Emergency protection order

This order only applies to children where there is reasonable cause to believe that the child is suffering, or is likely to suffer, significant harm if they are not removed to accommodation provided by, or on behalf of, the applicant or they do not remain in the place in which s/he is presently being accommodated. Emergency Protection Orders are intended to be made when there is an emergency and it can be shown that unless emergency action is taken the child will be at risk of significant harm during the period of the EPO.  The test as per 'Re: X' is that 'imminent danger' must be 'actually established'.  

It can be used by a local authority if they are being frustrated from carrying out an investigation under Section 47 of the Children Act 1989.

An emergency protection order can last for up to 8 days and, in exceptional circumstances, extended for a further 7.

A parent or person with parental responsibility may apply for a discharge of the emergency protection order after 72 hours, providing that they were not present at the original hearing.
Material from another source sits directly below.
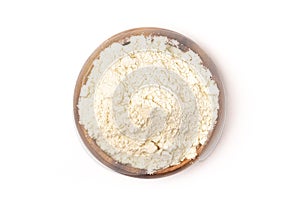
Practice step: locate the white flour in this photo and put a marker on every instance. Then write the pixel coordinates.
(149, 104)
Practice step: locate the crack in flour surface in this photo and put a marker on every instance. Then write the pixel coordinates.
(148, 104)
The parent should not be given notice of the application if to do so would put the child at further risk.

It is good practice to advise parents or those with parental responsibility to seek immediate legal advice when a decision has been made to apply for the order and when an emergency protection order is served.

In a situation where a child is subject to an EPO, Children's Social Care wish to remove the child and that removal is obstructed the department can consider an application for a Recovery Order; under S50 Children Act 1989.
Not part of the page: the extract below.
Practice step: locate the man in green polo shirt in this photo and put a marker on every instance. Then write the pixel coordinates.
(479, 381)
The decision to make an ex parte application must take account of the rights of the parent/s as well as the child although it is the rights of the child which are paramount.

A decision to apply for an emergency protection order should be taken by a team manager or above.

The child's wishes and feelings are ascertained as soon as possible.

The social worker should consult with the local authority's legal services prior to applying for the order. This discussion may take place over the telephone.

The child's parents, anyone with parental responsibility, or anyone with whom the child was living prior to the emergency protection order being made, should be notified that application is to be made for an EPO unless it is not in the child's best interests to inform parents.  It will be very rare for an ex-parte application to be made.

The social worker applying for the order must have clear plans regarding the duration of the order.

All steps and decisions must be clearly recorded and placed on the child's file.

Any social worker making an application for an emergency protection order shall take such steps as are reasonably practicable to ensure that notice of the application is given to:

  • the child's parents,
  • any person who is not a parent but has parental responsibility,
  • any other person caring for the child,
  • the child, before the hearing of the application.